Questionné sur la promesse faite verbalement par le premier ministre lors de la dernière élection d’instaurer un programme sur les médicaments onéreux dans la première année de son mandat, le ministre de la Santé a indiqué mercredi que cela ne figurait pas dans la plateforme électorale de son parti.

«Vous faites tout un plat avec ça, a confié Hugh John Flemming aux médias. C’est une déclaration optimiste.
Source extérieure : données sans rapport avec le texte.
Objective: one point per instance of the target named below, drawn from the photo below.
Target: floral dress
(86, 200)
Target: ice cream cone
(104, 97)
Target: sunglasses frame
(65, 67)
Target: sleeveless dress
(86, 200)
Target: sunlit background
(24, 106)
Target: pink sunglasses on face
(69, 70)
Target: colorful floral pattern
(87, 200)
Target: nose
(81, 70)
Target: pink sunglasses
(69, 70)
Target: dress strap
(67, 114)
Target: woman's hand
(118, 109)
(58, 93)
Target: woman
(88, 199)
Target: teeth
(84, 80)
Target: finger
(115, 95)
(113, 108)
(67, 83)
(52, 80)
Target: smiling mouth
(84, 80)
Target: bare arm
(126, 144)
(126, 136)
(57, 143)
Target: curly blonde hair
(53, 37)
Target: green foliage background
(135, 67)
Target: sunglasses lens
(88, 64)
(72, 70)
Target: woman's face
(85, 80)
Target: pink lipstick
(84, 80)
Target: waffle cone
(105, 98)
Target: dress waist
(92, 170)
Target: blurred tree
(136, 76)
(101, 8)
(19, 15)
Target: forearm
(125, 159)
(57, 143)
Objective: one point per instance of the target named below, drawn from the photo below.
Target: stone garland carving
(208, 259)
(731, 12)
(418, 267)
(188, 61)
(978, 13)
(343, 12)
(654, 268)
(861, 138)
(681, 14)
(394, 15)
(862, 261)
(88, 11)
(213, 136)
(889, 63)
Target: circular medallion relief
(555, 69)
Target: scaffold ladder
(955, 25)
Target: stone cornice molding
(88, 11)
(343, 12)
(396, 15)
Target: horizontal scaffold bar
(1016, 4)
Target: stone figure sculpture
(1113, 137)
C’est ce que (David Alward) aimerait voir.»

«Ce n’est pas un crime pour une chef d’être optimiste dans son désir d’améliorer la vie des Néo-Brunswickois», a-t-il ajouté.

Il n’en fallait pas plus pour que Brian Gallant saisisse la balle au bond.
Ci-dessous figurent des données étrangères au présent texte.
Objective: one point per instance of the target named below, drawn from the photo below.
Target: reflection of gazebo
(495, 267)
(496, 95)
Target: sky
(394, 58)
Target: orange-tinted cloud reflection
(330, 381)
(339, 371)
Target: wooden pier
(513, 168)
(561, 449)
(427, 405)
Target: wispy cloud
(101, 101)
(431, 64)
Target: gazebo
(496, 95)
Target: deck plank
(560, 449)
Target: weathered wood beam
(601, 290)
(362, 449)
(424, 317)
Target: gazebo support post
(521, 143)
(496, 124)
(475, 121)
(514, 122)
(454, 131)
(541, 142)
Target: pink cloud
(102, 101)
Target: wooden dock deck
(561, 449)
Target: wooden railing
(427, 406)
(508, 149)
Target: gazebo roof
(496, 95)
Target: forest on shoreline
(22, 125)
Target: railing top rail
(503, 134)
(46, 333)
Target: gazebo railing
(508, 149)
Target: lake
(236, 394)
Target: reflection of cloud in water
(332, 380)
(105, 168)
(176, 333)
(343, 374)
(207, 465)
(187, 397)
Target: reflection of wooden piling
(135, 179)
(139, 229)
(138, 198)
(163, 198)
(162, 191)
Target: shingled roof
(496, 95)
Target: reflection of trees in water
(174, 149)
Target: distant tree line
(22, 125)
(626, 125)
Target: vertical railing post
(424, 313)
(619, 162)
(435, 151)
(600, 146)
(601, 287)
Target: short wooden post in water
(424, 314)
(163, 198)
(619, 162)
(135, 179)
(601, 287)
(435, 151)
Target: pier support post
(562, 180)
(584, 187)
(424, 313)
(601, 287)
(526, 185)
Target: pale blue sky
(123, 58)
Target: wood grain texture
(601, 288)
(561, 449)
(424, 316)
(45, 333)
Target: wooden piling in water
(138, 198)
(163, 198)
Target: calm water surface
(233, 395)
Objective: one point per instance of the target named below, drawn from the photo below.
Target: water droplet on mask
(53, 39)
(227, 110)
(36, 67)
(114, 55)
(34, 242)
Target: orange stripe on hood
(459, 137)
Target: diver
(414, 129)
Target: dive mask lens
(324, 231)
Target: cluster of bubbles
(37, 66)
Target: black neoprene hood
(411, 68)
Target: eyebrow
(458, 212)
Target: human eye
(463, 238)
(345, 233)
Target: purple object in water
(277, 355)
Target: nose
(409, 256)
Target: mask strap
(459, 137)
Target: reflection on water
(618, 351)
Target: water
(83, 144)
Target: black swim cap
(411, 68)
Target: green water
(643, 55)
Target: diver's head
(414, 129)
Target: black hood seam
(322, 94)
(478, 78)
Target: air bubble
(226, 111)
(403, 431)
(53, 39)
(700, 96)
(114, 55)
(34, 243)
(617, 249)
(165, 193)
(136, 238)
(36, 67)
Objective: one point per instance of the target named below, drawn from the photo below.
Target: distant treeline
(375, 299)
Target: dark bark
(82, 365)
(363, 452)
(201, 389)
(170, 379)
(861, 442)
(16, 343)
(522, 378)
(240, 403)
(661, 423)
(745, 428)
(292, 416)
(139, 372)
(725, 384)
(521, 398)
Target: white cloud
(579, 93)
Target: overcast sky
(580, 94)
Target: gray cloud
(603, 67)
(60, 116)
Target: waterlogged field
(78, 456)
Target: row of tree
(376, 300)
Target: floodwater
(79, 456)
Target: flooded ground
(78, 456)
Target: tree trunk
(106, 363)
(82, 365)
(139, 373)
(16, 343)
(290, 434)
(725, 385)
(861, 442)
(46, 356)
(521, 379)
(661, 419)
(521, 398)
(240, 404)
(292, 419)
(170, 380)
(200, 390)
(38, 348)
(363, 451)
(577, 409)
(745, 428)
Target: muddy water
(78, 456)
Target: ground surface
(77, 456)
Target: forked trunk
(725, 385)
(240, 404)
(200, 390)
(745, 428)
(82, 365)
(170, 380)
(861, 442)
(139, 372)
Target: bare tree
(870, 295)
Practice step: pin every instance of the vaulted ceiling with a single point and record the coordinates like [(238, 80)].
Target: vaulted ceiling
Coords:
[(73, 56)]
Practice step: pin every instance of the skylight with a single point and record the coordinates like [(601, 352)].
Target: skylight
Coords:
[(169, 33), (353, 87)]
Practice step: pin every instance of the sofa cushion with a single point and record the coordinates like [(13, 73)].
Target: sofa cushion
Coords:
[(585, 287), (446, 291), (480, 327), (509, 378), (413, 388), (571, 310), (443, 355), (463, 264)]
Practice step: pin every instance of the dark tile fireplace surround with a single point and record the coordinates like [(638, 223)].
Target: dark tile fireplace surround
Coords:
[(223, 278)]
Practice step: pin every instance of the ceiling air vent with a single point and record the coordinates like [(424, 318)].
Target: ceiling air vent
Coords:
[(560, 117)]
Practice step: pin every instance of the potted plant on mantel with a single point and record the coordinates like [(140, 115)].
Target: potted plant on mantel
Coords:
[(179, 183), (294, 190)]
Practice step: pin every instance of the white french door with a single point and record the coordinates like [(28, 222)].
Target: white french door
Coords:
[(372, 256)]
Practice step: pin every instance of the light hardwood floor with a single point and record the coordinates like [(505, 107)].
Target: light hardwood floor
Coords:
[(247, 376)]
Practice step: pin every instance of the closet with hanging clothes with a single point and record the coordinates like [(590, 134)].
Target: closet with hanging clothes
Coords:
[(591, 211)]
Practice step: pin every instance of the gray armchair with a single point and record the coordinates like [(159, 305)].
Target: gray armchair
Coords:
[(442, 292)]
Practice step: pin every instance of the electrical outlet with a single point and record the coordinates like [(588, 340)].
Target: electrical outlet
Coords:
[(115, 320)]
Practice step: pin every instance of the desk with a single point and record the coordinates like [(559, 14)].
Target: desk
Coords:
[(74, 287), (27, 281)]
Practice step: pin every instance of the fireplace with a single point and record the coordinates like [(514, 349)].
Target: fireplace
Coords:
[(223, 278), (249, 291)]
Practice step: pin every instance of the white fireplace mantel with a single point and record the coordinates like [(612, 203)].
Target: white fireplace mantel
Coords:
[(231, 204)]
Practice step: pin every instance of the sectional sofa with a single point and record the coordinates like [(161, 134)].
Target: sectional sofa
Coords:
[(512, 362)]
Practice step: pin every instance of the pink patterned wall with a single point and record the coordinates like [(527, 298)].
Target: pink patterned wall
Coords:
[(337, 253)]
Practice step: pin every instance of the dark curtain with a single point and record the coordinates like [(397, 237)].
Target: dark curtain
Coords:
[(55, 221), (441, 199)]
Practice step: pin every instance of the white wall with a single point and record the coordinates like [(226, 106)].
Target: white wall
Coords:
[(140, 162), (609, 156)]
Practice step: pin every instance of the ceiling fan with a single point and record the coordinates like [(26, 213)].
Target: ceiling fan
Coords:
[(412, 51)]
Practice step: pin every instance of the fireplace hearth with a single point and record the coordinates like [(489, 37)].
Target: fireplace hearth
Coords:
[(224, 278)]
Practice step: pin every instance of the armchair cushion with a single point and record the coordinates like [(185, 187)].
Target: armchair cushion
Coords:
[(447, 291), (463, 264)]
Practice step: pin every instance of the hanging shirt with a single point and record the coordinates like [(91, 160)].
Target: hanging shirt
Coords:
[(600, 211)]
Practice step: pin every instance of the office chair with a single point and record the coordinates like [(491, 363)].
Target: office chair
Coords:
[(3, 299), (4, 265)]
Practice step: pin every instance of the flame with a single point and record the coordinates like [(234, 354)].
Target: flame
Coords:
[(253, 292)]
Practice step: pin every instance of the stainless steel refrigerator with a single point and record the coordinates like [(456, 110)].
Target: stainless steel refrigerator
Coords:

«Le ministre de la Santé a différencié les vraies promesses des promesses enthousiastes. Je pense que les Néo-Brunswickois méritent de savoir lesquelles des promesses du gouvernement Alward étaient de vraies promesses et lesquelles étaient enthousiastes», a-t-il demandé.

David Alward n’était pas en Chambre jeudi pour répondre aux questions du chef de l’opposition. Le premier ministre était l’invité de son homologue de l’Alberta où il a prononcé un discours sur l’énergie et les ressources naturelles devant les députés.

Hugh Flemming ne s’est pas présenté non plus à l’Assemblée législative, jeudi. Le ministre a indiqué sur Twitter qu’il devait se rendre d’urgence chez un chirurgien dentiste.

«L’opposition sera contente si j’arrive la bouche pleine de ouate», a-t-il publié sur le réseau social avant le début de la période de questions. Il est allé quelques heures plus tard d’un second message également teinté d’humour.

«Une dent d’enlevée. La mauvaise nouvelle, ou peut-être la bonne, c’est que je ne peux plus parler.»

Selon Brian Gallant, les progressistes-conservateurs ont fait «un paquet de promesses (…) pour se faire élire et maintenant ils essaient de s’en sortir en disant que certaines n’étaient que des promesses enthousiastes, alors que d’autres étaient véritables.»

En réaction aux questions du chef libéral, le vice-premier ministre Paul Robichaud a contre-attaqué en affirmant que M. Gallant avait rompu sa propre promesse en cédant à la politique partisane.

«S’il y a quelqu’un dans cette Chambre qui ne tient pas sa promesse envers la population du Nouveau-Brunswick, c’est le chef du Parti libéral.»

«La première promesse qu’il a faite, c’est de faire de la politique différemment. On croirait un vieux politicien des années 1950 à l’Assemblée législative», a dit M. Robichaud.